Ощущение разочарования и одиночества, охватившее девушку, тем не менее, отрезвило и привело ее в чувство, хотя лицо ее и стало пунцовым.
— О, простите, — начала она, — может, мне лучше выйти или…
Ее голос угас. Они на нее даже не взглянули. Они оба сидели, зачарованно глядя на телефон. Резкий звонок разорвал тишину.

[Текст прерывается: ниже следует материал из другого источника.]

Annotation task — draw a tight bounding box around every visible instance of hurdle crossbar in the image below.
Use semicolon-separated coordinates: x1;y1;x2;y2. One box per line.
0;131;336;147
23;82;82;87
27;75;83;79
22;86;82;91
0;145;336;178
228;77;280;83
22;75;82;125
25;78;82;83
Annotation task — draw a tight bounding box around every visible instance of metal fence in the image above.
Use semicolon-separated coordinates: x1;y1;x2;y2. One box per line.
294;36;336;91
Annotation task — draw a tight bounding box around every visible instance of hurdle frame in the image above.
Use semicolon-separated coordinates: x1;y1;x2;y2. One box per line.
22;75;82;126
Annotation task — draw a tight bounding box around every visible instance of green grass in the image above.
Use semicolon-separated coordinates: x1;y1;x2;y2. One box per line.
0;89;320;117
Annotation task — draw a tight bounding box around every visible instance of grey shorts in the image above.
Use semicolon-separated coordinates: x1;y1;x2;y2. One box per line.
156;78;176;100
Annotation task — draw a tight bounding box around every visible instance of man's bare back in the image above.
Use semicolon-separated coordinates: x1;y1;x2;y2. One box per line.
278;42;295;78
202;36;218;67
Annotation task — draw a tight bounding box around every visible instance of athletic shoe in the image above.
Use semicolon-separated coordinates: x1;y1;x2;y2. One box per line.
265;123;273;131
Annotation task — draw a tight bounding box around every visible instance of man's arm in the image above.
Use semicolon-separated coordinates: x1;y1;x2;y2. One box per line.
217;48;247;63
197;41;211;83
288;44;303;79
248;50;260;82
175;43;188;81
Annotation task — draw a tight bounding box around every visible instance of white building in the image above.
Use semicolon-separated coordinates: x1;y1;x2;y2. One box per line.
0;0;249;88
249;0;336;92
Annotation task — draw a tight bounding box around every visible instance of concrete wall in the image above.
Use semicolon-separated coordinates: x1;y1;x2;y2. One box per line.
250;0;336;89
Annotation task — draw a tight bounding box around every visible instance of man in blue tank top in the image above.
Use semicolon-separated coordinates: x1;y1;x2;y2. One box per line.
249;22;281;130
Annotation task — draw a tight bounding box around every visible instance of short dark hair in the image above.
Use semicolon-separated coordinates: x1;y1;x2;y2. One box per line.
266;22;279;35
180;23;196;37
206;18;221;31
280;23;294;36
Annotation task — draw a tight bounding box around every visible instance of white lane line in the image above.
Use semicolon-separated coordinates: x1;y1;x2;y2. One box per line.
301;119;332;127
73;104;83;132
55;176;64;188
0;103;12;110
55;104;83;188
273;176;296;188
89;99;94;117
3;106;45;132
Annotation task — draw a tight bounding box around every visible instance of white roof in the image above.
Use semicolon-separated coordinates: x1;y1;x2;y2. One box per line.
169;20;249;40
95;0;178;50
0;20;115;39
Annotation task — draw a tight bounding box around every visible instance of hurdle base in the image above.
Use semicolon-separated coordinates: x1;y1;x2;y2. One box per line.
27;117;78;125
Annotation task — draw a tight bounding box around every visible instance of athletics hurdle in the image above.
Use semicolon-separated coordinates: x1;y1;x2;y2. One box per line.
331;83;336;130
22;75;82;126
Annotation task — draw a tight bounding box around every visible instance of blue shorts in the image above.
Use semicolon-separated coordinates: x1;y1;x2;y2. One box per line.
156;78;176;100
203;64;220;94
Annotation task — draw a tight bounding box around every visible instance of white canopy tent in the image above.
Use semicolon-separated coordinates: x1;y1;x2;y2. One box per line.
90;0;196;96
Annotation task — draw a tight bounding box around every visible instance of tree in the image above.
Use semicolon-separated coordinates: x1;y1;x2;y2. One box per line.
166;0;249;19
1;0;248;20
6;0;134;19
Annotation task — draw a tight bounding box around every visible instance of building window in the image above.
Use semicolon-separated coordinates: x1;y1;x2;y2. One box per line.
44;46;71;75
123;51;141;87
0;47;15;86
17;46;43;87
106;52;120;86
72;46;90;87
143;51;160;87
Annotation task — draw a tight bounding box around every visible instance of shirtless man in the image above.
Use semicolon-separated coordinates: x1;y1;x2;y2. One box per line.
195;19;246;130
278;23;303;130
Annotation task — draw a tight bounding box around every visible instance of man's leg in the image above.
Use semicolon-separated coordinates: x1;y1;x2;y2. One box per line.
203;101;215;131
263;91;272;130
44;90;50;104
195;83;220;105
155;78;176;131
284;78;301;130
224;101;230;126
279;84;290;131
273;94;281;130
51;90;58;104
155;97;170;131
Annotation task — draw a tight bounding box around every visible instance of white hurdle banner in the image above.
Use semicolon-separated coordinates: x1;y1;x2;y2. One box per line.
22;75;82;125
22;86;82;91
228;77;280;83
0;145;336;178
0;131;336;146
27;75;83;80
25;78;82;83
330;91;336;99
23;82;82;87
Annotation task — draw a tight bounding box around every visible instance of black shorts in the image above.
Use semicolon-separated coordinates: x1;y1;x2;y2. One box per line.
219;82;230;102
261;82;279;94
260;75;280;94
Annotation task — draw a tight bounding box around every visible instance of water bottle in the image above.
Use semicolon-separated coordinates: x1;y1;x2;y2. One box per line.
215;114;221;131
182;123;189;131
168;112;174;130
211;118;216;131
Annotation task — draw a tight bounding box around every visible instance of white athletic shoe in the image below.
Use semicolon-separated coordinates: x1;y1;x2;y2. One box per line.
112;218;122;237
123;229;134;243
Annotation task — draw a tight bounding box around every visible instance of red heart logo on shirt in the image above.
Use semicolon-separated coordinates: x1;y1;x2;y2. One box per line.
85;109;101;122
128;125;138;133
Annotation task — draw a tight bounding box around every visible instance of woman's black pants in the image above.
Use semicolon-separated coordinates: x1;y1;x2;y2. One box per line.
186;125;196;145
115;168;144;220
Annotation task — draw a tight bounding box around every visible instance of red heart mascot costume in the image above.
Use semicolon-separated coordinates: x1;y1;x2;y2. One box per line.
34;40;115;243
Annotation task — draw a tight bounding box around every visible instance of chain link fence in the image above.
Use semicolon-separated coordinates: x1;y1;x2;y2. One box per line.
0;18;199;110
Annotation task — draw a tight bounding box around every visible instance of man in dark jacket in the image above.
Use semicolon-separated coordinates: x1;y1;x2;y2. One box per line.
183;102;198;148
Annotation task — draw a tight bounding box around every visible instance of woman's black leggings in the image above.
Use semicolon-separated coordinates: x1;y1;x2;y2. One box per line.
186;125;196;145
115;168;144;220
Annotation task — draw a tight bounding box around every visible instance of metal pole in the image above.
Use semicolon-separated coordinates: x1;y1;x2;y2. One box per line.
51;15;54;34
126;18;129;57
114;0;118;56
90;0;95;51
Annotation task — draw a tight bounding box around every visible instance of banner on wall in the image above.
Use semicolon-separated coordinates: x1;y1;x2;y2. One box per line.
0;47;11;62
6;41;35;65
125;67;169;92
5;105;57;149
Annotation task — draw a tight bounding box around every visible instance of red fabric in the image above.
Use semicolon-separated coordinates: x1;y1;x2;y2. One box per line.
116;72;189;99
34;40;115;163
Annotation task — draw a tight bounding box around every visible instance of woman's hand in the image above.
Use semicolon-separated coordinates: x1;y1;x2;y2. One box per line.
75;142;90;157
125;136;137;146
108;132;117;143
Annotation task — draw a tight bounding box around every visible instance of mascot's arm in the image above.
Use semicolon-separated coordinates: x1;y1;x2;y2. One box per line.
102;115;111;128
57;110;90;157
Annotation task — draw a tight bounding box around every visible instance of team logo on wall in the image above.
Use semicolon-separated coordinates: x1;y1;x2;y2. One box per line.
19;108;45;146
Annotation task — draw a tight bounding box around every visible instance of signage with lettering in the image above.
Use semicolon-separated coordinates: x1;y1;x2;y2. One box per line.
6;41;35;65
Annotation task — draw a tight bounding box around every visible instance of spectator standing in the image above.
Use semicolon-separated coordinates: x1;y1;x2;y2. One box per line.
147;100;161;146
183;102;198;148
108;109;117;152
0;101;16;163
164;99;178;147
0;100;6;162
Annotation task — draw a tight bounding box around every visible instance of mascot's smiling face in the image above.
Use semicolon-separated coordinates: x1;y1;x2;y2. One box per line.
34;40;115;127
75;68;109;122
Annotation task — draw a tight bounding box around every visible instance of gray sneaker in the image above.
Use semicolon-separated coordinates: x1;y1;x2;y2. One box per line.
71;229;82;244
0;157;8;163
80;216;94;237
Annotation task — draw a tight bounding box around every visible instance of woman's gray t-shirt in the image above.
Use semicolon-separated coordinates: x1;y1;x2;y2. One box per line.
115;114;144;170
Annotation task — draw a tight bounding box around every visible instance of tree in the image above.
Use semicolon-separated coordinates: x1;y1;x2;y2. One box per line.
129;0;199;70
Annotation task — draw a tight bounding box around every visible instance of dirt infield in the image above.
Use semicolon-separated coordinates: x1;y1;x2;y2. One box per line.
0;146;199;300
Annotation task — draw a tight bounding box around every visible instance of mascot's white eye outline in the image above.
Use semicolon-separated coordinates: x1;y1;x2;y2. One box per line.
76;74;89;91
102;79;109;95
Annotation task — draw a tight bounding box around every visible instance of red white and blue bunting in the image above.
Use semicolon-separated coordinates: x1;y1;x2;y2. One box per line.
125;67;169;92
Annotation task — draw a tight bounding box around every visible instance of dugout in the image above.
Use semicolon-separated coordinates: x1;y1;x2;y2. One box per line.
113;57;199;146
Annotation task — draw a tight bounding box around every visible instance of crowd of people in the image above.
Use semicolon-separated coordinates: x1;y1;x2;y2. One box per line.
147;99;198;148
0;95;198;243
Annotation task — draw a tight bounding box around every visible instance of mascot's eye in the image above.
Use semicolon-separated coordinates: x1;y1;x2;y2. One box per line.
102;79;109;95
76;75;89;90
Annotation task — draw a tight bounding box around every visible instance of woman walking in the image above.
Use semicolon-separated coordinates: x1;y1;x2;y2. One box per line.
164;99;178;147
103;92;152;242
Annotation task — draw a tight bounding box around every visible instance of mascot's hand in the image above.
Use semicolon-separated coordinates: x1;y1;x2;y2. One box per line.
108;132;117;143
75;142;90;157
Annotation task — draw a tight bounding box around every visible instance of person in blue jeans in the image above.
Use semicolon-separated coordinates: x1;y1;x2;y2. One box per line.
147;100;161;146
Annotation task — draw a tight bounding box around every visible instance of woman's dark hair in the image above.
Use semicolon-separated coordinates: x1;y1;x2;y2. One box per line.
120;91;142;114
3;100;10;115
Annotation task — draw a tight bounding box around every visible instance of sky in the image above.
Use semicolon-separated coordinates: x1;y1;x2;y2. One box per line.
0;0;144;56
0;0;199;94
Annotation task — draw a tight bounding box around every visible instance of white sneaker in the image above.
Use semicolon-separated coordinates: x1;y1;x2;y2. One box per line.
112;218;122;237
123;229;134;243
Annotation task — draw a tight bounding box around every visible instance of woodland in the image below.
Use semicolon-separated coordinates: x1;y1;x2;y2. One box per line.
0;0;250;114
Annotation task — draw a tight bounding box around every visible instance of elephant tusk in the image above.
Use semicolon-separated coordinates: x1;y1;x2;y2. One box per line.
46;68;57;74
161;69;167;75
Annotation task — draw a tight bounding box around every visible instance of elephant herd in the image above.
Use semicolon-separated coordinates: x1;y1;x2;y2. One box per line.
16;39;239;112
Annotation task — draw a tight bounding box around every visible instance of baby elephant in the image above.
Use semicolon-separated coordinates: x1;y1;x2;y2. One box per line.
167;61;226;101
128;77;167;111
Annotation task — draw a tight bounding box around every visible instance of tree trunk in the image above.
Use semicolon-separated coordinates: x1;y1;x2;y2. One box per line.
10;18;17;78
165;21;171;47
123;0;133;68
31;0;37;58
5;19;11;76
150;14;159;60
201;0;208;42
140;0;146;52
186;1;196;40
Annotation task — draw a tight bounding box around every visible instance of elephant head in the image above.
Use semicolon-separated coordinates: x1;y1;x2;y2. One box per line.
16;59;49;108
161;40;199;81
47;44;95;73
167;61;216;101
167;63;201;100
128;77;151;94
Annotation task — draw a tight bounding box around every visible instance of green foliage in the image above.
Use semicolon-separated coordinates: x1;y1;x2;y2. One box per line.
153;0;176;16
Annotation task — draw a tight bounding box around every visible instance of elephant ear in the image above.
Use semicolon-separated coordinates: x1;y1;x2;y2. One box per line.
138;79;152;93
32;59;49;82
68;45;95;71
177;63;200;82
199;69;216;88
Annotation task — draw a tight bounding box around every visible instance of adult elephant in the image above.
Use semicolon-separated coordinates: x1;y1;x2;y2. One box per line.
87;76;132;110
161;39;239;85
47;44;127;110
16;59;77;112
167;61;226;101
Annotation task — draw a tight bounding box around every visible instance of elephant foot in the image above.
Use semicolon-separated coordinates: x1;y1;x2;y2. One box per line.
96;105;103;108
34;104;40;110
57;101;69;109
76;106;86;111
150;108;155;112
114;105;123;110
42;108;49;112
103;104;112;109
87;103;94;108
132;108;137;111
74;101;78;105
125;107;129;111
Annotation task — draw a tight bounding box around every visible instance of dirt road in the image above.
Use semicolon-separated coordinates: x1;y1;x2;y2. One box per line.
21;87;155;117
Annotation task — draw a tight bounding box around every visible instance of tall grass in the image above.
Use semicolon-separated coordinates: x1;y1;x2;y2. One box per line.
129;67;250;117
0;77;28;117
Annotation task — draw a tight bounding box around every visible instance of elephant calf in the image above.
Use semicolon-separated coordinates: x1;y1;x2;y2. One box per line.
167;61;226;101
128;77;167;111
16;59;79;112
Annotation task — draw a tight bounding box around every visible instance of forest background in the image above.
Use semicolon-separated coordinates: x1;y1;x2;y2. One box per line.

Филлида подняла руку и взяла трубку. Она вся позеленела. Губы ее пересохли, она закрыла глаза.
— Да, — хрипло сказала она.
Фрэнсис бросила взгляд на Дэвида. Он смотрел на Филлиду, как гонщик смотрит на партнера перед самым опасным участком дороги.
— Да, — повторила Филлида, с трудом шевеля губами. — Да… Это я… Филлида. О, дорогой, нет… не беспокойся… Что? О да. Да. Да… — Последнее «да» она почти прокричала, а потом была длинная пауза, пока аппарат взволнованно не затрещал. — Когда?
Глаза Филлиды вдруг широко и некрасиво расширились. Ее страх передался им обоим.
— Так скоро? Понимаю… Да, я рада. Конечно, я рада. Конечно, да. Конечно… До свидания… До свидания, дорогой…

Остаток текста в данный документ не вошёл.